Sunday, August 8, 2010

Danger in the Swamp

I once took a shortcut through the Okefenokee Swamp that was almost the death of me. I was on my way to Tebeauvilee, where my wagon was being repaired, and despite warnings from locals I thought the route would save me some time. I was not worried since I was wearing a good pair of buffalo hide boots and carrying a bottle of Wizard Water© in my back pocket. As I waded through the murky water, though, snakes repeatedly lashed out at my legs. I could feel the impact as they struck the boots. The leather was so thick though, that their fangs just stuck fast. Before long there were a couple dozen snakes attached to my boots, their tails lashing wildly in the water.

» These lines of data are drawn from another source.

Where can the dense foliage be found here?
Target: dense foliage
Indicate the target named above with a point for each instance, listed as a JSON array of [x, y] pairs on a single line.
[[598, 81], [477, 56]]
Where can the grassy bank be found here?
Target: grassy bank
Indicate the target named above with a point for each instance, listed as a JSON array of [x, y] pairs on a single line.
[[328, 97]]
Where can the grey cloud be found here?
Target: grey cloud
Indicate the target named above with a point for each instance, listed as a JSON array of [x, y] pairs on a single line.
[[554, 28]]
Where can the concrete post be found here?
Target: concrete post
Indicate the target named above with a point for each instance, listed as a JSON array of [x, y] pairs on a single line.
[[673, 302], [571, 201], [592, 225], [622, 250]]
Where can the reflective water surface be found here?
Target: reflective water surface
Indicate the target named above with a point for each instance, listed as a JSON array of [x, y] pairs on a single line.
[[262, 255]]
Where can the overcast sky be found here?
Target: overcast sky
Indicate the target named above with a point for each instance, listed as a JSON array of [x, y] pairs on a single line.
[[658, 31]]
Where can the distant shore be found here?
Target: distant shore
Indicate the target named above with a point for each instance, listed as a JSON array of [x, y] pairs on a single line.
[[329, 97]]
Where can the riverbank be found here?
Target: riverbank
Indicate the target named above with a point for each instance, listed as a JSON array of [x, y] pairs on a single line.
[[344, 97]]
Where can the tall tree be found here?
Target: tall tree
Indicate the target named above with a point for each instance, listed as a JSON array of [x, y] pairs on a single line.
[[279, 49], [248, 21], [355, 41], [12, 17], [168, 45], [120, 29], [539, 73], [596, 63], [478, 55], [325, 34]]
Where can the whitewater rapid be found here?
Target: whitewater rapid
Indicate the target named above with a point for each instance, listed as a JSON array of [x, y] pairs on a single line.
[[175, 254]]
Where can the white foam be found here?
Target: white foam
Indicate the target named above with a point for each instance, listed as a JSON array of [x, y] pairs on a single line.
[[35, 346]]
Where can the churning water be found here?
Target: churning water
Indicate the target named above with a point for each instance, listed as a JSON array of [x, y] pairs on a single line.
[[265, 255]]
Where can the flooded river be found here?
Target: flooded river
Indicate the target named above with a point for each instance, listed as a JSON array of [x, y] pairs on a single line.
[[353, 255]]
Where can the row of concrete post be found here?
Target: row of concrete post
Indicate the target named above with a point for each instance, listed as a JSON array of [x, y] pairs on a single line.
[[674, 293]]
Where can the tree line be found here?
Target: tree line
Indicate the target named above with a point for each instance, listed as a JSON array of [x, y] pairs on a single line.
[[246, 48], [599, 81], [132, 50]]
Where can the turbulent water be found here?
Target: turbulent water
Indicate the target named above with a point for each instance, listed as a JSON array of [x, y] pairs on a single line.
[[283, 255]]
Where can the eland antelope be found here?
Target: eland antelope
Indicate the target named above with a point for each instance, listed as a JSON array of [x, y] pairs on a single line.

All that ruckus attracted the attention of a bull alligator. Bull alligators are the largest type of meat-eating water lizard. This one was about twice the length of my wagon and at least as wide. He likely took the splashing as a sign of a drowning animal. I noticed him slide off a log and head in my direction. I knew there was no way I could outrun him.

I reached a shallow spot where my boots were exposed to air and pulled the bottle of Wizard Water© out of my back pocket. Quickly I tapped a few drops onto the backs of the snakes and waited a couple seconds. The alligator was coming up fast. The snakes grew faster though. They expanded so much there was hardly room for one body against the next, but the heads were still stuck fast in the boots and the tails writhed like Medusa's wig.

The alligator lunged at me. He had not counted on the action of the enlarged tails, however. Whap! Whap! Whap! Several dozen snakes whipped across his snout with force of snapping bridge cables. He was knocked back a few feet. He came at me again, and was again knocked back. He would not give up. Again and again he lunged, more times than I could count. Finally the beast lost consciousness and the snakes beat him to death.

I managed to drag the body to a dry hillock. There I skinned it. I took the hide with me to Tebeauvilee, where I had it turned into a fine pair of boots to replace the snake-bitten pair.

The alligator hide boots proved even better than the buffalo hide boots. For one thing, they were waterproof. For another, considering their previous owner's single-mindedness, I'd have to say that they were at least twice as thick.

As for the old boots, I tried cutting off the snake bodies from that pair, but they just kept growing back. I finally sold them to a lawyer running for political office, who used them as an example of the wily ways of his opponents. He lost that election, but the boots were such an attention-getter that he used them for three more election campaigns.

One thing you can count on in this world: the persistence of reptiles and politicians.